On the pavement of Siena Cathedral — the most romantic thing in the world, exquisite and precious,

di marmo candido, e adorno
d’intagli,

all inlaid with black and white marble, whereon is pictured a Wheel of Fortune — we can figure the destiny of humankind: the crowned imperial figure enthroned above; the man who holds tight at the bottom, scrambles up with alert hope on the left, and, clinging desperately on the right, still swings down and downward, unarrested. It may be that all the world is going down into the dark, and unreason and ugliness shall prevail. That something is happening, we know. If it be so, there is no stopping because we object. If it be so, it is more than likely that the coming generation, equipped as we have seen them to be both by what they possess and by what they do without, can be more useful than we; certainly they are better adjusted to their conditions. They are clean, strong, practical. If beauty passes like a dream, yet they will know how to abolish pain.

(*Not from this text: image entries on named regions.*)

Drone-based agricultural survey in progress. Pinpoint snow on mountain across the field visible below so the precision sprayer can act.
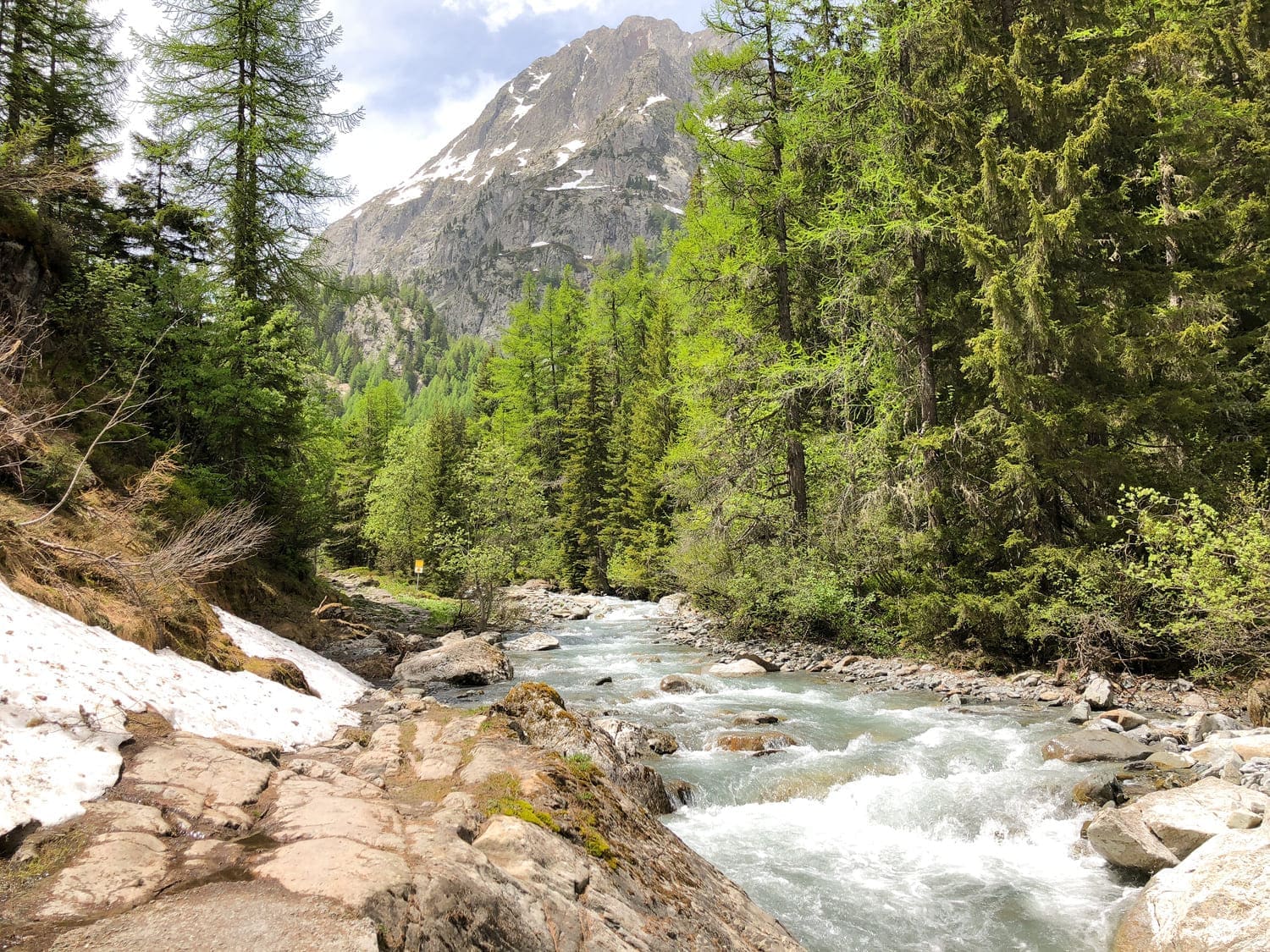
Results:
[0,581,370,835]
[325,17,716,337]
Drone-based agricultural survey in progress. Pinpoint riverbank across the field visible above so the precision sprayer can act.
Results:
[0,579,798,952]
[503,586,1270,952]
[507,583,1241,715]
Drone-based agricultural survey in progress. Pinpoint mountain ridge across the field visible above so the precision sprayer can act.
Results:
[324,17,718,337]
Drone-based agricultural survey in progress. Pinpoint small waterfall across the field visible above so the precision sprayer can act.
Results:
[500,599,1135,952]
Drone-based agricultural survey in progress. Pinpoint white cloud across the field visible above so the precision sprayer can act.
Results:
[441,0,601,30]
[323,73,502,211]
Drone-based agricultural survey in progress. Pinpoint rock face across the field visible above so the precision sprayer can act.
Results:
[1041,730,1151,764]
[709,658,767,678]
[318,17,716,340]
[393,639,513,688]
[4,685,799,952]
[493,685,675,814]
[714,731,798,753]
[1249,680,1270,728]
[1113,829,1270,952]
[660,674,701,695]
[1085,674,1113,711]
[1089,777,1270,872]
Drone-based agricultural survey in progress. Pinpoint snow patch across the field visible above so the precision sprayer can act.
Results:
[543,169,609,192]
[0,581,370,833]
[389,185,423,205]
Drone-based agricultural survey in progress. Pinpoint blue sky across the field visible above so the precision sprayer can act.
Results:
[96,0,709,217]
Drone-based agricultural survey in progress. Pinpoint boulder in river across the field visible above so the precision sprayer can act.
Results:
[393,639,513,688]
[505,631,560,652]
[1186,711,1244,746]
[1099,707,1147,731]
[1087,777,1270,872]
[592,718,680,761]
[1041,730,1152,764]
[660,674,701,695]
[708,658,767,678]
[492,683,675,814]
[713,731,799,753]
[1113,829,1270,952]
[741,652,781,672]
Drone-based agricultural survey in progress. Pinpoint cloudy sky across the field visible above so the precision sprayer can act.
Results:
[96,0,709,217]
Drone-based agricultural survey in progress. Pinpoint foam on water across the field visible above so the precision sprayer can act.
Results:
[498,599,1135,952]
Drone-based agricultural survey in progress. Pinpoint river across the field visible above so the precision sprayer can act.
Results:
[500,599,1135,952]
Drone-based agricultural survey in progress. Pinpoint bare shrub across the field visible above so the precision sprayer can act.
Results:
[140,503,271,586]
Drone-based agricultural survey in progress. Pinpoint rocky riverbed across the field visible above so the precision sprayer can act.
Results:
[495,586,1270,952]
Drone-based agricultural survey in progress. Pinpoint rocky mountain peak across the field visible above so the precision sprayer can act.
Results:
[327,17,716,335]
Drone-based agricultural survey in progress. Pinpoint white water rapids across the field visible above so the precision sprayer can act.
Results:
[498,599,1135,952]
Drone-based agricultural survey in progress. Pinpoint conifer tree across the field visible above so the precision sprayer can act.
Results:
[145,0,361,307]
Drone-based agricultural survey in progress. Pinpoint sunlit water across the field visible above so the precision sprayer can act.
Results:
[500,599,1135,952]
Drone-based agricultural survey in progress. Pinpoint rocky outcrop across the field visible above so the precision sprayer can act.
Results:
[1041,730,1152,764]
[505,631,560,652]
[0,685,798,952]
[706,658,767,678]
[493,683,675,814]
[1087,777,1270,872]
[1113,829,1270,952]
[393,637,515,691]
[711,731,799,753]
[1249,680,1270,728]
[324,17,716,340]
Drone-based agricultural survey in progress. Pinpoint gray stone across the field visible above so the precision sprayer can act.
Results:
[1186,713,1240,746]
[660,674,700,695]
[1082,674,1113,711]
[1086,804,1178,873]
[1226,810,1262,830]
[1041,730,1152,764]
[1113,828,1270,952]
[52,883,378,952]
[708,658,767,678]
[505,631,560,652]
[1067,701,1094,724]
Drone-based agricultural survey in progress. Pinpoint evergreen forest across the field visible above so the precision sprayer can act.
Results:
[0,0,1270,678]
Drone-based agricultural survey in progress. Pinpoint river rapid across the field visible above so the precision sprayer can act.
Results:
[498,599,1135,952]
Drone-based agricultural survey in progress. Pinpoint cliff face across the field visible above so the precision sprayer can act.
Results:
[325,17,716,337]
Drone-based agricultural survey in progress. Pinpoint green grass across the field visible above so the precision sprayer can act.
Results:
[340,566,464,631]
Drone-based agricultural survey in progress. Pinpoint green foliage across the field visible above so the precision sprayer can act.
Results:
[144,0,361,310]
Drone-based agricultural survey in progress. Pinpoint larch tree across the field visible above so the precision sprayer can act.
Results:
[144,0,361,312]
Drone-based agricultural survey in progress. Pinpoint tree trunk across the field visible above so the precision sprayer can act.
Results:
[765,19,808,522]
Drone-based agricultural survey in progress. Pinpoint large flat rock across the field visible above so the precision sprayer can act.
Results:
[1041,730,1152,764]
[52,883,378,952]
[124,734,273,829]
[1113,829,1270,952]
[1089,777,1270,872]
[393,639,515,688]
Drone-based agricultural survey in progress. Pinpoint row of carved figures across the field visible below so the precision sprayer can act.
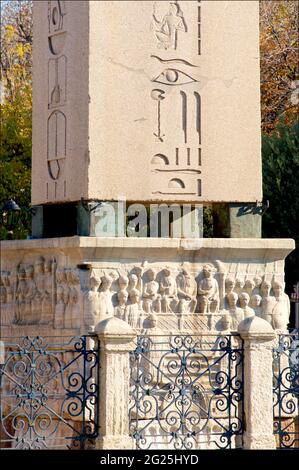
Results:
[0,257,290,329]
[84,264,290,329]
[0,257,82,328]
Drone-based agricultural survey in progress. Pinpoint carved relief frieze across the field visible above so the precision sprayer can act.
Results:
[0,256,290,332]
[150,1,203,198]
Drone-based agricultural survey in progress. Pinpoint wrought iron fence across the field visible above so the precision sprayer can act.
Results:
[129,335,243,449]
[0,336,99,449]
[273,329,299,449]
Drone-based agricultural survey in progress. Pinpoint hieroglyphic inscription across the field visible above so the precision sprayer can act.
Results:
[150,1,202,197]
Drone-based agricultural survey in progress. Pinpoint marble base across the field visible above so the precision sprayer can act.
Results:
[1,236,295,337]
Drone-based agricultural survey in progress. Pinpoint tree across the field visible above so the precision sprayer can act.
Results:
[0,1,32,238]
[263,122,299,293]
[260,0,299,133]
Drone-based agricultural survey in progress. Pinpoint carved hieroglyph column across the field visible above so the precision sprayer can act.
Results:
[239,316,276,449]
[95,317,136,449]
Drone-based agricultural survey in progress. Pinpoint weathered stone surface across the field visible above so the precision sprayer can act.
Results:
[32,0,262,206]
[1,237,294,336]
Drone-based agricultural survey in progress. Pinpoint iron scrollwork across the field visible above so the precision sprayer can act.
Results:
[129,335,243,449]
[0,336,99,449]
[273,329,299,449]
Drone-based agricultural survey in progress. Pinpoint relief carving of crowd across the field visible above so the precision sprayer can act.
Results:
[0,257,290,331]
[84,264,290,330]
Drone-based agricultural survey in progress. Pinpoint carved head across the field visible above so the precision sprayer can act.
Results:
[18,265,26,279]
[169,2,179,16]
[226,292,238,308]
[253,276,263,287]
[235,278,244,289]
[45,260,52,273]
[244,279,255,291]
[118,275,129,290]
[221,314,231,330]
[239,292,250,308]
[89,276,101,290]
[129,274,138,288]
[63,289,70,304]
[163,268,171,277]
[25,265,34,279]
[129,289,140,304]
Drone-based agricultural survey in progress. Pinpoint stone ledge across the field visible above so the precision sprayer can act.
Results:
[1,236,295,256]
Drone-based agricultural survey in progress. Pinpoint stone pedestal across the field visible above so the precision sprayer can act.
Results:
[95,318,136,449]
[1,237,294,337]
[239,317,276,450]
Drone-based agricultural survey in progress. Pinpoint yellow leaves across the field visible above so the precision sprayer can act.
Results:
[260,0,298,133]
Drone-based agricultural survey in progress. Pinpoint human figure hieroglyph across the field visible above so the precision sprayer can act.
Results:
[126,288,142,328]
[151,2,187,49]
[141,313,164,382]
[159,268,178,313]
[197,264,219,313]
[226,292,244,330]
[0,271,13,326]
[176,269,197,313]
[83,274,101,329]
[15,266,27,325]
[249,294,262,318]
[69,269,81,328]
[41,261,53,325]
[243,279,255,297]
[114,289,129,322]
[272,281,290,331]
[239,292,255,318]
[234,277,245,295]
[261,280,275,325]
[142,269,161,313]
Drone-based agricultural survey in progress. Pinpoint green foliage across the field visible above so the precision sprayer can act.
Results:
[262,122,299,292]
[0,1,32,239]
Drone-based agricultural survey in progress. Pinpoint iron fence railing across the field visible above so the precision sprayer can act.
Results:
[129,335,243,449]
[0,336,99,449]
[273,329,299,449]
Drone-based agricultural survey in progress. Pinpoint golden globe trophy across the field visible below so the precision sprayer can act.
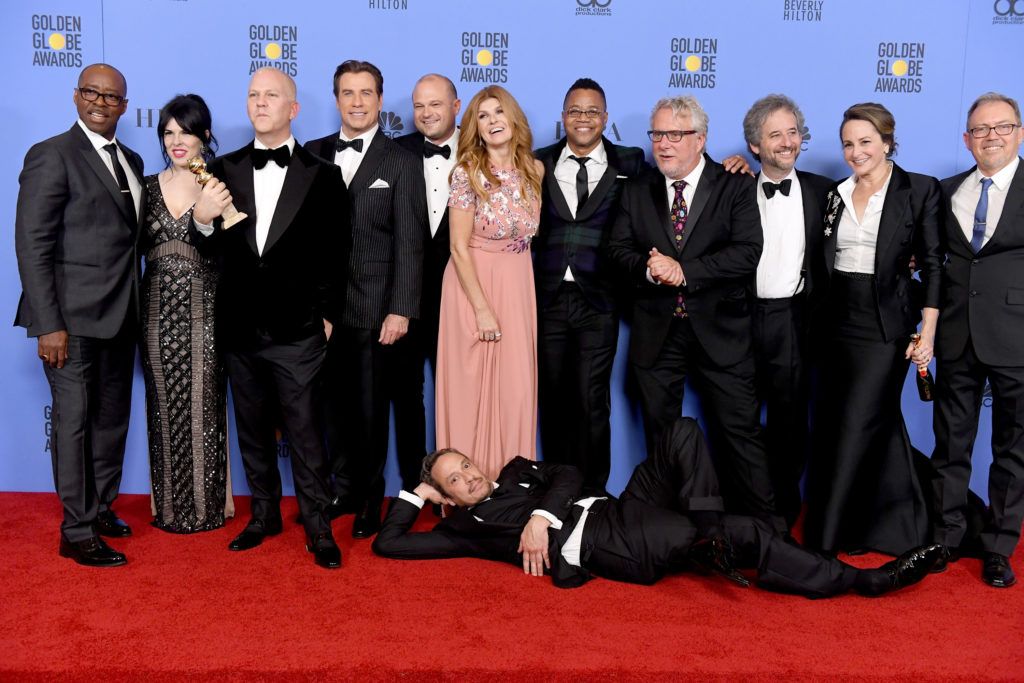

Moreover, we are, and must admit ourselves, congenitally subject to the fallacy of the status quo, unable to judge fairly of the mental stimulus of scientific speculation, or the joy of mere healthy living, or the immense emotion of mass feeling, which belong to these strange creatures who are our children, of the flesh and of the spirit. At Siena, elsewhere in a chapel of that same Cathedral, are represented the Seven Ages of Man, not as Jacques conceived them, whimpering and doddering, boastful and platitudinous, but full of gracious dignity, from Infantia who runs after flowers to Decrepitas making his way to the marble tomb. Every stage of life is beautiful after its kind.

We ourselves have made a mess of things; these young persons may do better. Looking back over the twentyfive years which span their lives, we suspect they could hardly do worse. The postulate was that we knew, immediately, that they were nice; the conclusion must be that we can trust them.

  1. It would be unnecessary, as it seems absurd, to dwell so long on dress, except that this is specially made a ground for denunciation by old cats of both sexes. The rouge-pot and the lipstick are so entirely determined by convention that they may be dismissed, with the reminder that in the heart of the Victorian age, at the English court and capital, every Englishwoman of breeding was painted, not only red, but white.